Everywhere we went we would encounter street musicians or little bands in bars playing first-class Cuban music. Last night I was sitting in the Plaza de Los Conquistadores, drinking locally-made beer with lemon and listening to a terrific group of three male singers with a guitarist as accomplished as any on America’s Got Talent. Today we went to a baseball game where we saw the Industriales (comparable in Cuba to our Yankees) defeat Santa Clara 3-1 after seven tied innings.
But we are here on a religious mission. There are 1,200-1,500 Jewish families in Cuba. Some families came here when grandparents fled the Turks around 1900. Some fled Hitler in the 1930s and a few families were here during the occupation by Spain. We spent most of Saturday in Synagogue and brought warm wishes to the people from the U.S. We visited cemeteries Sunday to pay our respects and visited a family our group has adopted.
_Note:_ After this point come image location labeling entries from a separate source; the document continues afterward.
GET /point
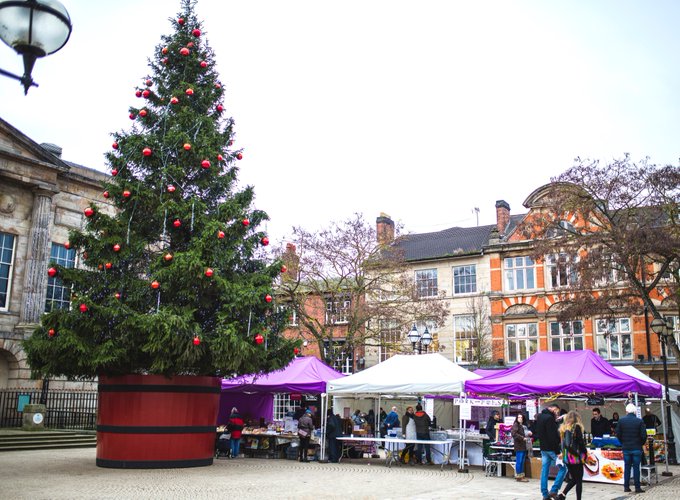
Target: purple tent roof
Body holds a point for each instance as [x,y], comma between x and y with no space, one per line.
[576,372]
[305,374]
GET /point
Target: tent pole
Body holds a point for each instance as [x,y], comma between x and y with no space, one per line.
[665,442]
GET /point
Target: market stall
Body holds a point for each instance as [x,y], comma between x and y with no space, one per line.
[254,395]
[406,376]
[574,375]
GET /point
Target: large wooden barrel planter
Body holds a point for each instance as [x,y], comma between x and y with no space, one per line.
[154,422]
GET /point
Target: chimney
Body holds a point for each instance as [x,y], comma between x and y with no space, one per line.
[502,216]
[292,261]
[384,228]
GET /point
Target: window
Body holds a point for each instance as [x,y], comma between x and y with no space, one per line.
[519,273]
[391,339]
[283,404]
[339,355]
[614,338]
[426,283]
[566,336]
[561,270]
[337,311]
[521,341]
[465,279]
[58,295]
[6,254]
[465,338]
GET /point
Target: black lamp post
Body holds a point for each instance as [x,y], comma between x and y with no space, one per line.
[418,340]
[33,28]
[664,329]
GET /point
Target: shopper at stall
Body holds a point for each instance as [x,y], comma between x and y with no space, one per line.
[409,432]
[521,436]
[549,437]
[333,432]
[651,421]
[613,423]
[599,426]
[573,452]
[423,422]
[632,434]
[392,419]
[490,430]
[305,429]
[235,427]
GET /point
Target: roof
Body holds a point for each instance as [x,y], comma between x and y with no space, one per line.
[406,374]
[450,242]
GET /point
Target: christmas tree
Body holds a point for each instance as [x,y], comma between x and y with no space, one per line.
[177,280]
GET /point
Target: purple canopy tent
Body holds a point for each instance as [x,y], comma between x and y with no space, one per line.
[565,373]
[255,393]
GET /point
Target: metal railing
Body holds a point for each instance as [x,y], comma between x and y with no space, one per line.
[65,409]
They have a little girl with a degenerative neuro-muscular disease and our group leaders visit them twice or three-times a year to bring them equipment and supplies to keep their daughter alive. The family is not Jewish but our efforts are not limited by religious affiliation but by need.
We also have six duffel bags of baseball equipment for a summer camp for boys. We have a huge LL Bean duffel bag full of children’s Tylenol, skin creams, feminine hygiene supplies, and other personal items. We have six or seven bags with diabetes test strips and meters and information about diet for diabetics. All this goes to various groups within the Jewish community. Today we gave a diabetes workshop to inform people how they can follow a diet that is better for diabetics than the traditional cuban diet.
My overall impression is that the Cuban people I meet in the street, and I make an extra effort to do so, admire and love the U.S. They feel our government is hurting them with the embargo and the Cuban government reinforces that sentiment, calling our embargo inhumanitarian and a holocaust. What I learned is that the only tourism the embargo has minimized is tourism from the U.S. Canadians, Dutch, Dominicans, French, German and people from other South and Central American countries are here. Our embargo has not forced a change in government and it has not starved the Cuban people. What it has done is to limit the import of healthy whole grain foods and vegetables, which would minimize the spread of diabetes.
I expect Cuba will once again become a major destination location. The weather is too good and the people too gracious for it not to happen. The day will come when Cuba will compete with Miami and the Jamaicas for tourism. When that day comes, the students and we adults who made the trip in 2012, will be able to say “I knew Cuban when…” Until that day, I am enjoying my trip to Cuba, a vacation spot where everyone but Norteamericanos (U.S. citizens) are encouraged to visit.